Erstmals biografische Ausstellung in Halle: Das Leben des „Schlächters von Prag“
In seiner Geburtsstadt Halle ist dem NS-Verbrecher Reinhard Heydrich nun eine umfassende biografische Ausstellung gewidmet. Die Schau beleuchtet erstmals detailliert das Leben und die verhängnisvolle Karriere des Mannes, der als „Schlächter von Prag“ in die Geschichte einging. Die Ausstellung stellt die entscheidende Frage: Wie konnte aus einem musisch begabten und intelligenten Kind aus bürgerlichem Haus einer der Hauptverantwortlichen für den Holocaust werden?
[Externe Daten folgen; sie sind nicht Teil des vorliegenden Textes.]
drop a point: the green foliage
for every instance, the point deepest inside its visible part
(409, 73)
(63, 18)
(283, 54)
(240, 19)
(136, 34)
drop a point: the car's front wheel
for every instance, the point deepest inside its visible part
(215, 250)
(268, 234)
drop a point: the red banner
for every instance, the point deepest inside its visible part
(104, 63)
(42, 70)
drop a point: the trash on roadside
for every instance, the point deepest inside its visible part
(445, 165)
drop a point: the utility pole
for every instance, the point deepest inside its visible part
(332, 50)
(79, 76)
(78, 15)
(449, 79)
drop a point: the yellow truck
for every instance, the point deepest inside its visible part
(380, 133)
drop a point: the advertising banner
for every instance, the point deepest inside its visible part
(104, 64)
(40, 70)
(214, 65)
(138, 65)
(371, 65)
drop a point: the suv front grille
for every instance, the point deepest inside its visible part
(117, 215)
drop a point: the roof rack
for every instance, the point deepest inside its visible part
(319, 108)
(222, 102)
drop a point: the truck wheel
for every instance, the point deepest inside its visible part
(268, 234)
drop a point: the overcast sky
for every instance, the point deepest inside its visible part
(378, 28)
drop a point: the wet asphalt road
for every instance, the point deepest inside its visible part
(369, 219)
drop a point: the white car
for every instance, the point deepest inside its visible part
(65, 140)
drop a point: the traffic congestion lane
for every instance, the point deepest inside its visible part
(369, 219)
Vom Geige spielenden Jungen zum NS-Täter
Die Ausstellung in Halle zeichnet den Werdegang Heydrichs nach, der 1904 in der Stadt geboren wurde. Besonders eindrücklich ist das Propagandabild von 1941, das Heydrich als idealtypischen Deutschen zeigt – ein bewusst konstruiertes Image, das seine tatsächliche Rolle als Massenmörder verschleiern sollte. Die Schau dokumentiert seinen Aufstieg innerhalb der NS-Hierarchie bis hin zu seiner Schlüsselposition als „Beauftragter für die Gesamtlösung der Judenfrage“.
Verantwortung für die Wannseekonferenz und den Holocaust
Ein zentraler Fokus der Ausstellung liegt auf Heydrichs verbrecherischer Tätigkeit. Als Leiter der berüchtigten Wannseekonferenz im Jahr 1942 war er maßgeblich an der Organisation und Koordination des systematischen Völkermords an den europäischen Juden beteiligt. Die Ausstellung zeigt dokumentarisch, wie er die Tötung Tausender Menschen zu verantworten hatte und welche Mechanismen ihn zu dieser Rolle befähigten.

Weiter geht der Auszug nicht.